An Efficient Numerical Method for Computing Gravitational Waves Induced by a Particle Moving on Eccentric Inclined Orbits around a Kerr Black Hole

TL;DR

This paper presents a highly accurate numerical method for computing gravitational waves from particles on eccentric inclined orbits around Kerr black holes, crucial for modeling signals for space-based detectors like LISA.

Contribution

It extends previous methods to include eccentric inclined orbits and accurately computes the rate of change of the Carter constant, a novel achievement.

Findings

Achieves relative accuracy of 10^{-5} for high eccentricity orbits.

Successfully computes the rate of change of the Carter constant.

Demonstrates the method's effectiveness for highly eccentric orbits with e=0.9.

Abstract

We develop a numerical code to compute gravitational waves induced by a particle moving on eccentric inclined orbits around a Kerr black hole. For such systems, the black hole perturbation method is applicable. The gravitational waves can be evaluated by solving the Teukolsky equation with a point like source term, which is computed from the stress-energy tensor of a test particle moving on generic bound geodesic orbits. In our previous papers, we computed the homogeneous solutions of the Teukolsky equation using a formalism developed by Mano, Suzuki and Takasugi and showed that we could compute gravitational waves efficiently and very accurately in the case of circular orbits on the equatorial plane. Here, we apply this method to eccentric inclined orbits. The geodesics around a Kerr black hole have three constants of motion: energy, angular momentum and the Carter constant. We compute the rates of change of the Carter constant as well as those of energy and angular momentum.
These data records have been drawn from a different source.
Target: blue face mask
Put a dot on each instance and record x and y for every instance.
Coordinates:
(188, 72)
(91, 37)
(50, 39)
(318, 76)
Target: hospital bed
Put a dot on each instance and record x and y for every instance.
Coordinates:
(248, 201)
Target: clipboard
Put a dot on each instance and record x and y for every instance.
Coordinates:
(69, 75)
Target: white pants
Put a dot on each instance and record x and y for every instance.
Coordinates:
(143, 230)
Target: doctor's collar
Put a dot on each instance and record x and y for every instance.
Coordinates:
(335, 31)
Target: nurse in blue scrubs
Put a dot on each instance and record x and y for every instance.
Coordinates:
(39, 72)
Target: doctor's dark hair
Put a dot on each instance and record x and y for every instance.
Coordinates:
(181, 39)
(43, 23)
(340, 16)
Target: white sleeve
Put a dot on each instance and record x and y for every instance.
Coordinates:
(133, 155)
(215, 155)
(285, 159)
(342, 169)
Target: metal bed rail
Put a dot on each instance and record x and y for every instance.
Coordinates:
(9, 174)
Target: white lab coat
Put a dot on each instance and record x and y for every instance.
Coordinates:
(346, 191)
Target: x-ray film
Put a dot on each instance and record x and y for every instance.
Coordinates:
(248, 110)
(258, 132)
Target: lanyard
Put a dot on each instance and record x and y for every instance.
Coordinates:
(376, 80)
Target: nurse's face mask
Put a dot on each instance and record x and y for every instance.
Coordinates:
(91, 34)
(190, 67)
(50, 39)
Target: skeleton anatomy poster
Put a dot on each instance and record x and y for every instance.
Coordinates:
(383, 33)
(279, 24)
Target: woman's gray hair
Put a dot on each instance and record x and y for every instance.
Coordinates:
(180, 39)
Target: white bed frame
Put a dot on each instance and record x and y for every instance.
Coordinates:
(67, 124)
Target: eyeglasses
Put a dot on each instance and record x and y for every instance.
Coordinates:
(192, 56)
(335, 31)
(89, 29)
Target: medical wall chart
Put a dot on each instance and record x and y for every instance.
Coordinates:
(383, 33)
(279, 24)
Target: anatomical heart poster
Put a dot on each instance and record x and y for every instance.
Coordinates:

This is the first time that the rate of change of the Carter constant has been evaluated accurately. We also treat the case of highly eccentric orbits with $e=0.9$. To confirm the accuracy of our codes, several tests are performed. We find that the accuracy is only limited by the truncation of $\ell$-, $k$- and $n$-modes, where $\ell$ is the index of the spin-weighted spheroidal harmonics, and $n$ and $k$ are the harmonics of the radial and polar motion, respectively. When we set the maximum of $\ell$ to 20, we obtain a relative accuracy of $10^{-5}$ even in the highly eccentric case of $e=0.9$. The accuracy is better for lower eccentricity. Our numerical code is expected to be useful for computing templates of the extreme mass ratio inspirals, which is one of the main targets of the Laser Interferometer Space Antenna (LISA).